Em setembro, quando o dólar chegou à máxima de R$ 4,19 – reflexo do aumento da incerteza –, as vendas do varejo voltaram a registram uma expressiva queda – de 1,3% na comparação com agosto, já descontados os fatores sazonais.
Por fim, a recuperação do mercado de trabalho ao longo do ano, mais lenta do que o esperado, limitou a retomada do consumo e pode ser apontada como o terceiro fator que justifica a revisão para baixo das projeções para o crescimento das vendas.

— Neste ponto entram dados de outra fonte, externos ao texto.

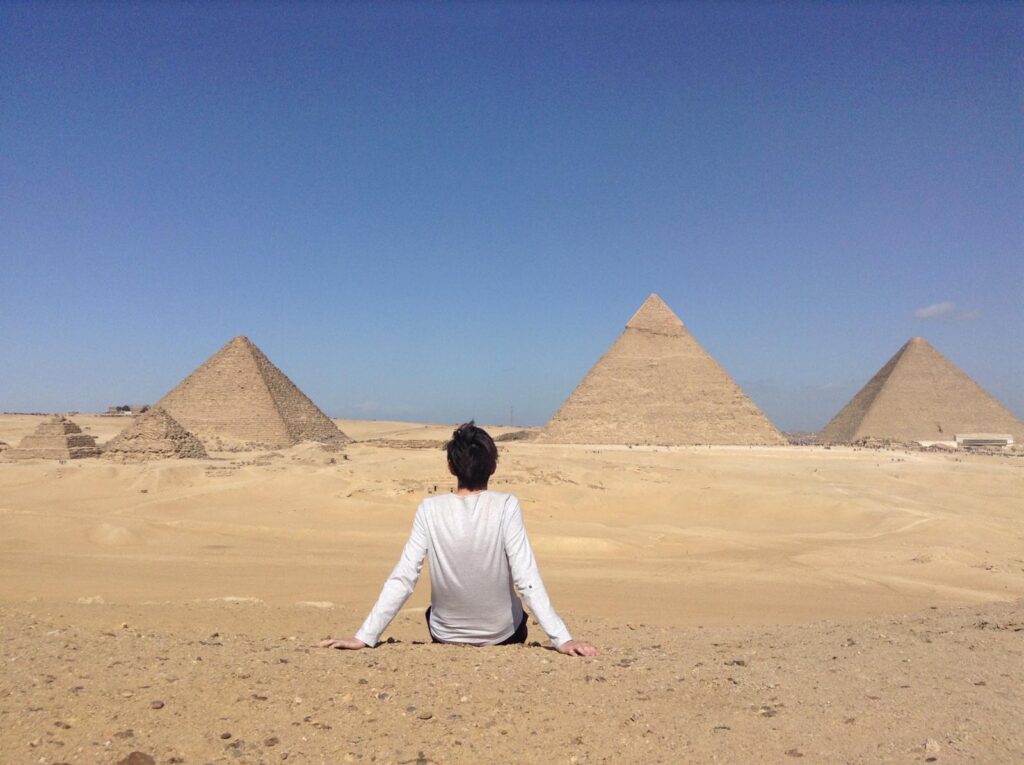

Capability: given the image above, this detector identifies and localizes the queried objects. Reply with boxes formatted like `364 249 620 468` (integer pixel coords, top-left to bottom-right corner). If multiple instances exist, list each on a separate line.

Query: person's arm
502 497 597 656
319 507 427 649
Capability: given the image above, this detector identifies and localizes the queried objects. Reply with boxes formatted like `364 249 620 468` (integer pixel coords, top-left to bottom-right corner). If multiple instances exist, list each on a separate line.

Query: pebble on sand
118 752 157 765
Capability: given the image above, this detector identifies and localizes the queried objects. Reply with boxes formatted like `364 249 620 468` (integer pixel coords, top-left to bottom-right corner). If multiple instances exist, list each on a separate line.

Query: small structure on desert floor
102 407 207 462
819 337 1024 444
538 295 786 445
154 336 349 449
3 415 99 460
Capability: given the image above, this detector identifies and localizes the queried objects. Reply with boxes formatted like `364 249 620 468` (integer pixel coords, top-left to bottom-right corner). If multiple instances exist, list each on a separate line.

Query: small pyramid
156 336 349 449
3 415 99 460
819 337 1024 443
540 295 786 445
103 407 207 462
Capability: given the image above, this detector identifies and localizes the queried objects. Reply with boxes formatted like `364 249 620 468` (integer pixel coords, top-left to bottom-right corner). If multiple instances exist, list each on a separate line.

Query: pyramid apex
626 292 683 335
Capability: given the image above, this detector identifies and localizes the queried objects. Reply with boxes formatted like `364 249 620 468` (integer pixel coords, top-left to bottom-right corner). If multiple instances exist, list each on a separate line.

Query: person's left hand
317 638 367 650
558 640 600 656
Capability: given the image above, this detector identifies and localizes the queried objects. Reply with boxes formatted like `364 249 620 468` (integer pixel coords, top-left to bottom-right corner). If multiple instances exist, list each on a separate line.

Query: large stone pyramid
540 295 786 445
819 337 1024 443
3 415 99 460
156 336 349 449
103 407 207 462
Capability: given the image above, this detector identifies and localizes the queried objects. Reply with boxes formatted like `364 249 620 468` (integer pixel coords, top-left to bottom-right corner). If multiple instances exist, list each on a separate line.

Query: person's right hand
317 638 367 650
558 640 600 656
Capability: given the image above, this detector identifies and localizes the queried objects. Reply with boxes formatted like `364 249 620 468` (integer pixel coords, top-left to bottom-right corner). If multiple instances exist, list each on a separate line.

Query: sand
0 415 1024 763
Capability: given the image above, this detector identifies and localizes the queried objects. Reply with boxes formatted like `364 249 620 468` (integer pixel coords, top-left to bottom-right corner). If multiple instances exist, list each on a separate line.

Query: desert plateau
0 415 1024 765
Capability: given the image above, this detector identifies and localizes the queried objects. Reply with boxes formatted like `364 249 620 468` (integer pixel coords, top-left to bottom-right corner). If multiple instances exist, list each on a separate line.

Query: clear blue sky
0 3 1024 429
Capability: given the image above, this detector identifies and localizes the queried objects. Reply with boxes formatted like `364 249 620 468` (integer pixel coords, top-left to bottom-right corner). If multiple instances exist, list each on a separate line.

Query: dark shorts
424 605 529 645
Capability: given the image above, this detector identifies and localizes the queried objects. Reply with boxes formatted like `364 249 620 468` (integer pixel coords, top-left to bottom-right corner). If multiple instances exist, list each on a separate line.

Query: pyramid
819 337 1024 443
103 407 207 461
540 295 786 445
156 336 349 449
3 415 99 460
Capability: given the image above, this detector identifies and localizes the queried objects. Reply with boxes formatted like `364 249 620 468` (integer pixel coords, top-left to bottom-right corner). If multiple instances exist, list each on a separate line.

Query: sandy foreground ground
0 415 1024 764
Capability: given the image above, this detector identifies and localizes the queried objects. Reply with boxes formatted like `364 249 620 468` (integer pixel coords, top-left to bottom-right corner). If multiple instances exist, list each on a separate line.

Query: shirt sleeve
502 497 572 648
355 505 427 646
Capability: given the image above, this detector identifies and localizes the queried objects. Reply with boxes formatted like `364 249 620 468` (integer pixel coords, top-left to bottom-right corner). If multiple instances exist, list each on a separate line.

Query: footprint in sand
89 523 142 547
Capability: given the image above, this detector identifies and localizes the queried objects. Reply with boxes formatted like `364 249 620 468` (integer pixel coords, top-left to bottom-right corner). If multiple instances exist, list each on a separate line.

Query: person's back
321 422 597 655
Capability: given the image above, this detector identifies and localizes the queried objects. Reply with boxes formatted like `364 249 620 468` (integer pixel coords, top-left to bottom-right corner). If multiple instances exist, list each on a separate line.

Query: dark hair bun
445 420 498 488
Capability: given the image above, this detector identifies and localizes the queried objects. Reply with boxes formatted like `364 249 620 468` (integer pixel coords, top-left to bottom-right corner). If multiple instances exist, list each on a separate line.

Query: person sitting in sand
319 421 598 656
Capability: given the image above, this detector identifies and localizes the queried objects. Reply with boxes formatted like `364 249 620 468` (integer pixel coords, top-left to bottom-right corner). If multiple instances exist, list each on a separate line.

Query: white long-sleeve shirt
355 491 572 647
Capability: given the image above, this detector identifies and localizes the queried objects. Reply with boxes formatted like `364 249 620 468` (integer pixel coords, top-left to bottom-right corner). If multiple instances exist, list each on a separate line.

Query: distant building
106 403 150 416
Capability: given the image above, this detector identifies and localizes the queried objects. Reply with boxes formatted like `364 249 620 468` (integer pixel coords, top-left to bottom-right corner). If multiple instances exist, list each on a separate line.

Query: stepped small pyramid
540 295 786 445
103 407 207 462
819 337 1024 443
3 415 99 460
156 336 349 449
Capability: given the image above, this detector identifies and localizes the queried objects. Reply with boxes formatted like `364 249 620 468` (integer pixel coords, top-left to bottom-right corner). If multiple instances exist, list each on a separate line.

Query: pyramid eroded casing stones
540 295 786 445
103 407 207 462
157 336 349 449
819 337 1024 443
4 415 99 460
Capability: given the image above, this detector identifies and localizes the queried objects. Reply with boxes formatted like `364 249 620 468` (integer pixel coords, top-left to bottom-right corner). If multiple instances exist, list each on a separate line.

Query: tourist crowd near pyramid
541 295 786 445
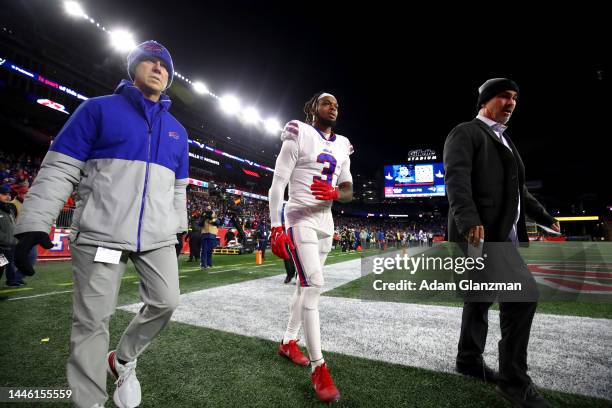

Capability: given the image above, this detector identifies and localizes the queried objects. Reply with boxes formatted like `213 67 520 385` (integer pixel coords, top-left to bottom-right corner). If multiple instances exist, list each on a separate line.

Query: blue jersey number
312 153 337 184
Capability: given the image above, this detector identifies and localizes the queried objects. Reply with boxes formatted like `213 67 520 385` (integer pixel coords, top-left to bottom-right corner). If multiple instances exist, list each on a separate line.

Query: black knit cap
476 78 519 110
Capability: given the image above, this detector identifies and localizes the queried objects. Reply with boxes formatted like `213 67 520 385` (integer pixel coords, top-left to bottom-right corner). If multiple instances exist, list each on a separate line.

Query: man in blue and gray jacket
15 41 189 408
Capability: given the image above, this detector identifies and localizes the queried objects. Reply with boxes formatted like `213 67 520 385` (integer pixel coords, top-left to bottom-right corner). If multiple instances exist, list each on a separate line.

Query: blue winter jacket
15 80 189 251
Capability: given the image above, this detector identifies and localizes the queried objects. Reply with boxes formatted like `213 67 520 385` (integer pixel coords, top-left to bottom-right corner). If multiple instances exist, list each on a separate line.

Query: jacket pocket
474 197 495 207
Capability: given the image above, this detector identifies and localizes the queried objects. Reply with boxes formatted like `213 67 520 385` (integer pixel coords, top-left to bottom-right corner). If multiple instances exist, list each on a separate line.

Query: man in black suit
444 78 559 407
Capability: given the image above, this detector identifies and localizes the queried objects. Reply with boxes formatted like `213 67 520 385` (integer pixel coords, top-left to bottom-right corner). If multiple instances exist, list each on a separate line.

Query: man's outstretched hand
15 231 53 276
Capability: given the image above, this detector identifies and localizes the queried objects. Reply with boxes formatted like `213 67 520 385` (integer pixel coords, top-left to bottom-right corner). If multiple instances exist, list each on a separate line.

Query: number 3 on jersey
312 153 337 184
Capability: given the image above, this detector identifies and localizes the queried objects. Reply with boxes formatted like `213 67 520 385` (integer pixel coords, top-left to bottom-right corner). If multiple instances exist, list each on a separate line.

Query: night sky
2 0 612 205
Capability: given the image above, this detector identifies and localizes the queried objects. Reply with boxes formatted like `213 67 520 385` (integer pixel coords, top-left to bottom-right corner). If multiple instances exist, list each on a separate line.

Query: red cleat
310 363 340 402
278 340 310 366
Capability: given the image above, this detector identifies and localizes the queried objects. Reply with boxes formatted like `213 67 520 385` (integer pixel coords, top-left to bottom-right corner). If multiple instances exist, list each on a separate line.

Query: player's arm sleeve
443 126 482 235
523 185 557 227
268 137 299 227
174 132 189 234
15 101 101 234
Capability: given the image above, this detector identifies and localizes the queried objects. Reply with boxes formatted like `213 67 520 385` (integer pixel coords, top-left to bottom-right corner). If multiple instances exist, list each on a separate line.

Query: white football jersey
281 120 353 209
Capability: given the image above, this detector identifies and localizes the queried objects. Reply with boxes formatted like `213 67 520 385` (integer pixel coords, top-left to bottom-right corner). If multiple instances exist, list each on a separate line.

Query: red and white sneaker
106 351 142 408
278 340 310 366
310 363 340 402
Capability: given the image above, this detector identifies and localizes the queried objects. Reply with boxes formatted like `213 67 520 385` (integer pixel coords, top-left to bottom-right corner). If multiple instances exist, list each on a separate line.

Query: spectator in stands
225 228 236 246
377 229 385 251
187 211 202 262
200 206 219 269
0 185 25 287
11 185 38 282
15 41 189 407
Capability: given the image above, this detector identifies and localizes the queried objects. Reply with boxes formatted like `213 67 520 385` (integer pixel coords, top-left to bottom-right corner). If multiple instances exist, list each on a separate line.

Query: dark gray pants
67 243 179 408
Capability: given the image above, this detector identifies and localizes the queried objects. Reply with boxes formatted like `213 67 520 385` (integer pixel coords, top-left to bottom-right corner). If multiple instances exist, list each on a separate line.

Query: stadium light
265 118 281 133
242 107 259 123
192 81 208 95
64 1 85 18
221 95 240 115
110 29 136 52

Apesar da ainda elevada taxa de desemprego (11,9% no trimestre encerrado em setembro), a criação de postos de trabalho ao menos foi suficiente para derrubar a inadimplência dos empréstimos com recursos livres às pessoas físicas para 4,9% em outubro de 2018, o menor patamar da série histórica iniciada em março de 2011.
A redução da inadimplência abriu espaço para a diminuição das taxas de juros e o aumento da oferta de crédito. A despeito da cautela dos consumidores, as concessões de crédito às pessoas físicas vêm registrando crescimento, impulsionadas pelas modalidades de crédito consignado, crédito pessoal e crédito para aquisição de veículos.

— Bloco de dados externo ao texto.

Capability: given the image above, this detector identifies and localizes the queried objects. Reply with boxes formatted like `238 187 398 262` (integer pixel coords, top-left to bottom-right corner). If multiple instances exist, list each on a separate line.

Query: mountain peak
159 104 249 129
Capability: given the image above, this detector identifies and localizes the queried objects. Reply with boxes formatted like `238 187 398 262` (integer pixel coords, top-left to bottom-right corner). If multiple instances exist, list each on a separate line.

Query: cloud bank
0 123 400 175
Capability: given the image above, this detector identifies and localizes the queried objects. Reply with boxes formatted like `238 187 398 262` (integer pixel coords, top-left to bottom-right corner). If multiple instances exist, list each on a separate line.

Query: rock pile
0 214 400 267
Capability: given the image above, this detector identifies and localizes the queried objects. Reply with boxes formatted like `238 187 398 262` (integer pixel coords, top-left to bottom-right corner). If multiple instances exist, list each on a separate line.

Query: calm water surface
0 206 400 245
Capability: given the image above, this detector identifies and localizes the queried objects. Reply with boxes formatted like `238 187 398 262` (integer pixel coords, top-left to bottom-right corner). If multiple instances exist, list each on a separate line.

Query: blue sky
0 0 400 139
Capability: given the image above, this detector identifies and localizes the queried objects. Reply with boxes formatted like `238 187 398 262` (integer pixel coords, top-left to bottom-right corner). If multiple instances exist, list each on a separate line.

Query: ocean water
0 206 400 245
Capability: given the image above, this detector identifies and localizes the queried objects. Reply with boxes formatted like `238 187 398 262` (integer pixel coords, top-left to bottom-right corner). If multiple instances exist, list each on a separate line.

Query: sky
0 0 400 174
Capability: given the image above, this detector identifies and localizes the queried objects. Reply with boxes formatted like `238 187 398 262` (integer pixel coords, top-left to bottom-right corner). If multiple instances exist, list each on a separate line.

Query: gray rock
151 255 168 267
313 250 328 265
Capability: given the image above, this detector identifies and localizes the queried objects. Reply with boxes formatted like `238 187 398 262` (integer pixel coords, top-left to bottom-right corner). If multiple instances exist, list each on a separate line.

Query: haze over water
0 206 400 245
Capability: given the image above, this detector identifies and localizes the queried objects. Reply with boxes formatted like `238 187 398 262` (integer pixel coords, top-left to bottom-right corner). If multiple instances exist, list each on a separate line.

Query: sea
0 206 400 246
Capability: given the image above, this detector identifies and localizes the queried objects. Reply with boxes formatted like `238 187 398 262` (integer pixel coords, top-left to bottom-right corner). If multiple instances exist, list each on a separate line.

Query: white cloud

Após três anos de queda e um crescimento tímido em 2017, as vendas de veículos dispararam e vem subindo a uma taxa de mais de 10% no acumulado de 12 meses.
O elevado nível de desemprego, porém, ainda limita uma retomada disseminada do consumo: se, por um lado, as vendas de veículos estão crescendo neste ano (15,7% até setembro), as de outros bens semiduráveis e duráveis, como vestuário, calçados, móveis e eletrodomésticos, também dependentes da propensão ao endividamento, registram queda em 2018 após a expressiva alta do ano anterior.
Tudo indica que consumidores estão pouco a pouco voltando ao mercado de crédito e retomando projetos adiados de consumo, como a troca do carro ou reforma da casa. A demanda por crédito calculada pela Boa Vista, por exemplo, vem se acelerando nos últimos meses.
O desemprego elevado e o fraco crescimento da renda, contudo, ainda restringem a capacidade de endividamento em outras modalidades, comprometendo assim os gastos em outros itens que não os de primeira necessidade.
Enquanto as vendas de móveis e eletrodomésticos registram queda de 1% no ano, e as de vestuários e calçados, de 3%, nos supermercados elas apresentam expansão de 4,6%, e de 5,4% nas farmácias e perfumarias.
Assim, diante da queda gradual do desemprego e das condições de financiamento mais favoráveis, pode-se dizer que o cenário do próximo ano para o varejo é positivo, com grande probabilidade de observarmos crescimento ligeiramente superior ao registrado em 2018 – algo na casa dos 3,5%.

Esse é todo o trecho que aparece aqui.